The town of Espanola, NM reminds me of Cannery Row without Doc.
Forrest
Opps - forgot to attach the link!
http://www.riograndesun.com/articles/2010/07/26/cops_courts/doc4c4708602a970625105595.txt
Forrest:
Thanks, but too much on the raw side for me. It's really a tragedy and a degradation. Stories like that are not, believe it or not, hard to find. If you think that's raw, take a look at blotter articles in Florida. Lord!
My take on these haiku is and has always been the zen/congnitive dissonance approach. As in: this happened, but what else did you expect? Or, why have you let your perceptions cloud the reality? Or, how have you limited yourself? I'm seeing more and more stories about people who, say, don't hear from an elderly friend for a few days and call the cops to check on her -- only to find a note on the door saying, "I'll be gone for a few days." People keeping themselves at a disconnect even from people they care about. These are the directions I'm going in, and you find them mainly in small towns or the 'burbs.
Oh, there's some real crime, more of it in this last set than others. But the haiku are mainly about people not too much different than you and I who just, well, throw a rod in some interesting way. Or people who aren't like you and me who get upset about things we wouldn't even image.
Thanks for the link, though, and I will look over there.
When I saw this story in our local paper, I wondered how you'd distill its essence:
"A Buddhist beneficiary who could not bear to have a cat euthanised when it was disabled and in pain has been prosecuted for failing to provide the animal with adequate veterinary care.
Alan Chant, 61, was discharged without conviction after pleading guilty to two charges part way through a defended hearing in the Christchurch District Court.
They had been laid by the Society for the Prevention of Cruelty to Animals
Chant admitted failing to ensure that the physical health and behavioural needs of the neutered male cat were met, and failing to ensure it got veterinary care.
The cat, Blackie, was among up to 40 homeless cats he has been feeding daily for nine years.
The animal was seized from Chant's property last September, under a search warrant, after an SPCA officer spotted its condition."
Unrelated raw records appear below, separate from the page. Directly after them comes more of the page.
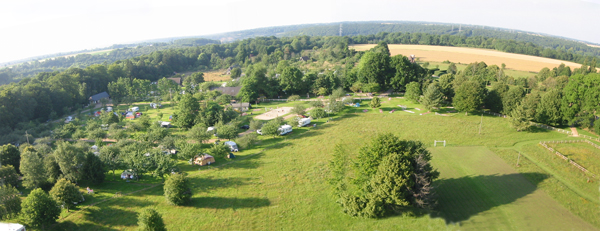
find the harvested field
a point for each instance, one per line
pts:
(468, 55)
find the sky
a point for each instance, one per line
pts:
(39, 27)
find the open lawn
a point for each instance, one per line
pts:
(281, 183)
(480, 191)
(469, 55)
(583, 153)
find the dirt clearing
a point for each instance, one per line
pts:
(274, 113)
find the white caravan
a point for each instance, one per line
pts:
(303, 122)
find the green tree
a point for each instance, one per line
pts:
(317, 113)
(392, 174)
(39, 209)
(177, 190)
(71, 159)
(199, 133)
(9, 175)
(65, 193)
(93, 169)
(432, 96)
(236, 73)
(511, 99)
(32, 168)
(271, 128)
(413, 92)
(375, 102)
(518, 118)
(10, 202)
(299, 109)
(469, 96)
(186, 112)
(291, 80)
(111, 157)
(549, 110)
(374, 67)
(9, 154)
(150, 220)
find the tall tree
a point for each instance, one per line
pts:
(65, 193)
(187, 110)
(39, 209)
(432, 96)
(32, 168)
(413, 92)
(469, 97)
(9, 154)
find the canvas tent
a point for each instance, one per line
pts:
(97, 97)
(204, 159)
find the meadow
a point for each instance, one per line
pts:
(281, 183)
(428, 53)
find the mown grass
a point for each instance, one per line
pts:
(584, 154)
(282, 182)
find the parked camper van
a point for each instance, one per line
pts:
(303, 122)
(285, 129)
(232, 146)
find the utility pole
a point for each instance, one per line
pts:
(480, 123)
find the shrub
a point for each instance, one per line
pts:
(177, 190)
(247, 141)
(150, 220)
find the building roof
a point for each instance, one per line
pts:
(176, 80)
(99, 96)
(232, 91)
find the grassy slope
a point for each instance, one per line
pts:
(282, 183)
(482, 192)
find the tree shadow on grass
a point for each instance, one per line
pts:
(70, 226)
(229, 203)
(250, 162)
(461, 198)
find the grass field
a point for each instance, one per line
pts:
(583, 153)
(481, 192)
(469, 55)
(282, 182)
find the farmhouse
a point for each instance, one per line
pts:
(97, 97)
(203, 159)
(244, 106)
(176, 80)
(232, 91)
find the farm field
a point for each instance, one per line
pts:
(480, 191)
(282, 182)
(468, 55)
(583, 153)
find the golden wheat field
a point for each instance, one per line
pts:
(468, 55)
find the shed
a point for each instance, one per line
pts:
(176, 80)
(97, 97)
(243, 106)
(203, 159)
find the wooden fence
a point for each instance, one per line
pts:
(544, 144)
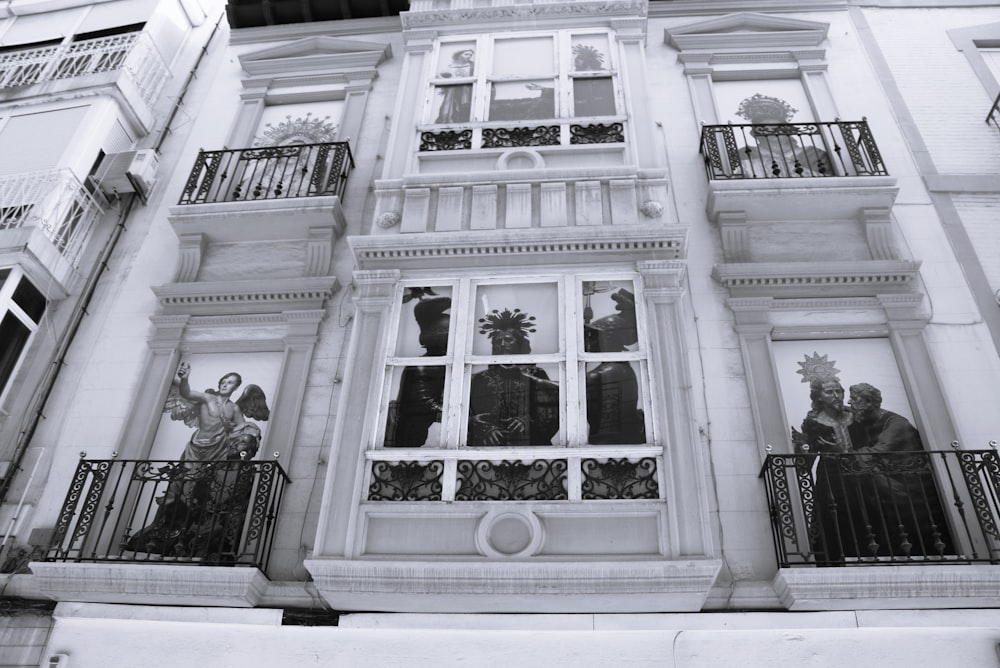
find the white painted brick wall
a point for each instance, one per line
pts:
(948, 102)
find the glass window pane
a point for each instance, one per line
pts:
(513, 404)
(522, 100)
(614, 404)
(453, 104)
(414, 414)
(424, 321)
(13, 335)
(523, 57)
(30, 299)
(516, 319)
(593, 97)
(609, 324)
(457, 60)
(590, 53)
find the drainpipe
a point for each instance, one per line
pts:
(36, 410)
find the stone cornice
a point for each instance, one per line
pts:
(702, 8)
(814, 280)
(257, 296)
(556, 10)
(315, 54)
(571, 245)
(291, 31)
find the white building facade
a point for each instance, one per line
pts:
(666, 329)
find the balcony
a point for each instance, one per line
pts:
(133, 54)
(128, 519)
(795, 171)
(265, 193)
(891, 527)
(51, 214)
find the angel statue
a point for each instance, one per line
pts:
(220, 425)
(202, 511)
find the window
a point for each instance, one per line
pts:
(21, 309)
(486, 364)
(518, 81)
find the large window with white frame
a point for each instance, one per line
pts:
(21, 309)
(524, 89)
(539, 380)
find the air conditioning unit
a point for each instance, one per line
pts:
(128, 172)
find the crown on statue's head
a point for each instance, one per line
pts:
(818, 368)
(516, 321)
(765, 109)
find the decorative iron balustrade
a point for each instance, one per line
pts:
(545, 135)
(269, 172)
(133, 52)
(213, 513)
(524, 479)
(790, 150)
(446, 140)
(406, 481)
(840, 509)
(55, 202)
(521, 136)
(597, 133)
(538, 480)
(620, 479)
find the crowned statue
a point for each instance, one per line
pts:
(511, 404)
(777, 151)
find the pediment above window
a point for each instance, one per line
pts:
(746, 30)
(315, 54)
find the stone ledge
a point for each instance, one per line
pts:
(287, 218)
(416, 586)
(809, 199)
(888, 587)
(142, 584)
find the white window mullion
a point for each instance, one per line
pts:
(449, 479)
(574, 478)
(456, 414)
(573, 399)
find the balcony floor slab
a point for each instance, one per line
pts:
(801, 199)
(889, 587)
(417, 586)
(150, 584)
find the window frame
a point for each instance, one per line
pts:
(8, 285)
(570, 359)
(483, 80)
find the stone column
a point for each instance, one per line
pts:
(683, 459)
(359, 404)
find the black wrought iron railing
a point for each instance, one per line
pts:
(213, 513)
(269, 172)
(927, 507)
(790, 150)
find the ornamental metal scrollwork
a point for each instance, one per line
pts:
(446, 140)
(406, 481)
(545, 135)
(597, 133)
(511, 480)
(620, 479)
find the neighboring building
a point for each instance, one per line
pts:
(535, 308)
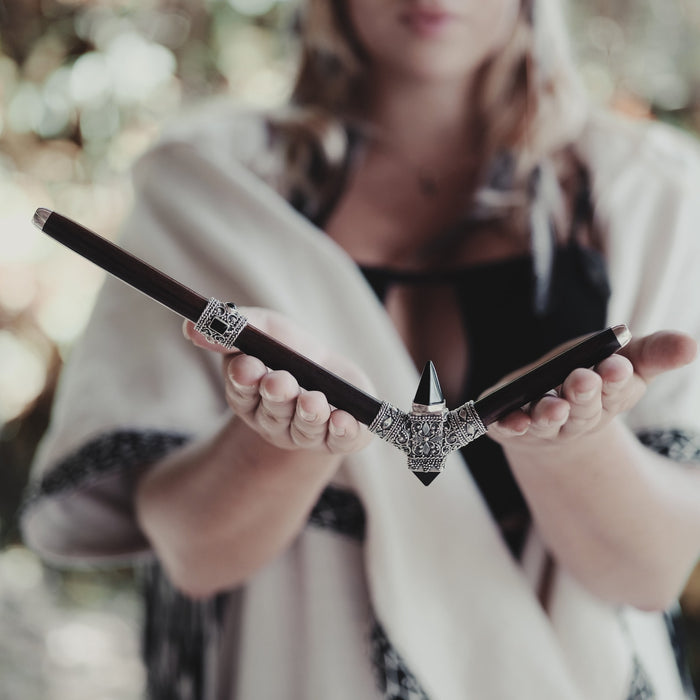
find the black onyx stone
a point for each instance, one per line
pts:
(218, 326)
(429, 392)
(427, 478)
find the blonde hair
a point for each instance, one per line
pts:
(528, 98)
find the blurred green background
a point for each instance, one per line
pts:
(85, 87)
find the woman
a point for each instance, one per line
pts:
(476, 213)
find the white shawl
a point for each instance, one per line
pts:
(433, 569)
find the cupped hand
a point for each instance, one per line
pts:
(589, 399)
(273, 404)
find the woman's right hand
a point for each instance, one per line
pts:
(274, 405)
(223, 506)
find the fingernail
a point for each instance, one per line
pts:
(337, 431)
(266, 394)
(306, 415)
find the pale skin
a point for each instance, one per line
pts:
(621, 519)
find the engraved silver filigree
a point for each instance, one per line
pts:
(428, 438)
(221, 323)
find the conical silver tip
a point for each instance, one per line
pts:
(623, 334)
(40, 217)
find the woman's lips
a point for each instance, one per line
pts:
(427, 22)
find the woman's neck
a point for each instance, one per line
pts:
(427, 121)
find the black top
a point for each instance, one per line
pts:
(503, 334)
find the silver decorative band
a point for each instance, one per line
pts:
(391, 424)
(463, 425)
(428, 438)
(221, 323)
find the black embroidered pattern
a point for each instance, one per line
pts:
(111, 452)
(394, 678)
(640, 686)
(340, 510)
(679, 445)
(178, 633)
(674, 624)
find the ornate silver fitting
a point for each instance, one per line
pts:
(221, 323)
(430, 432)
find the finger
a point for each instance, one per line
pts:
(547, 417)
(243, 374)
(278, 396)
(310, 421)
(582, 389)
(345, 434)
(621, 387)
(514, 424)
(659, 352)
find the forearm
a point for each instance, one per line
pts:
(218, 510)
(620, 518)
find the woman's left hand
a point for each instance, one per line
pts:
(590, 398)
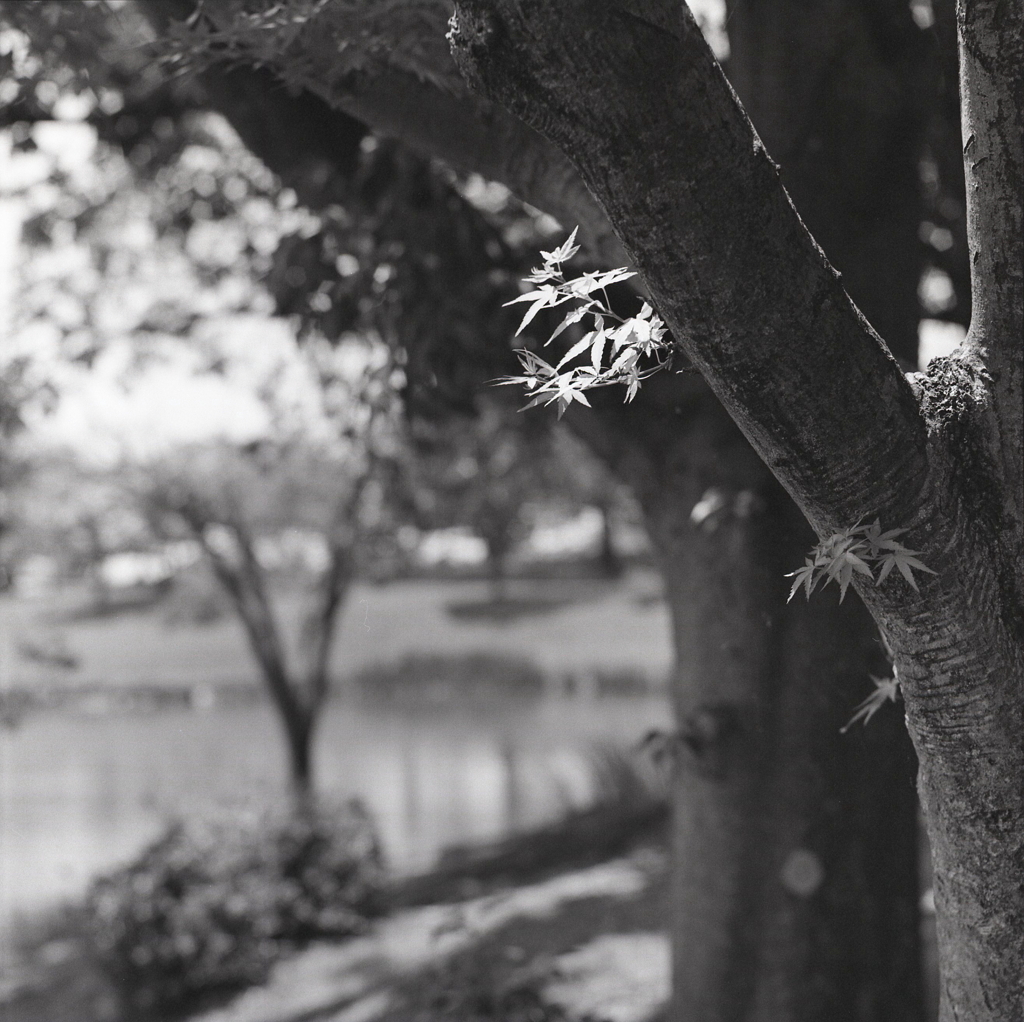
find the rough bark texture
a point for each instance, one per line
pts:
(795, 878)
(777, 796)
(810, 384)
It's a koan already, isn't it?
Otepoti:
I agree, that's a koan and a good one.
Here's a short haiku.
Buddhist, he could not
kill a cat to end its pain.
"Nothing"'s a hard road.
Boomer, apt poet,
Your haiku is masterful.
I applaud your skill.
Thank you, Otepoti
I further applaud your skill. To the point that I think the source material actually diminishes the art.
I'll confess to having been curious about the source articles behind the haiku, but now, somehow, I find the experience diminished by their presence; the mystery and multitude of possibilities attending each haiku extinguished by facts, and, face it, the leaden prose of the small town blotter.
Michael, I must admit I'd rather run them without. But I was getting some feedback from people who were curious about the source material. Glad to get your feedback as well. I'm now including the source story for only some.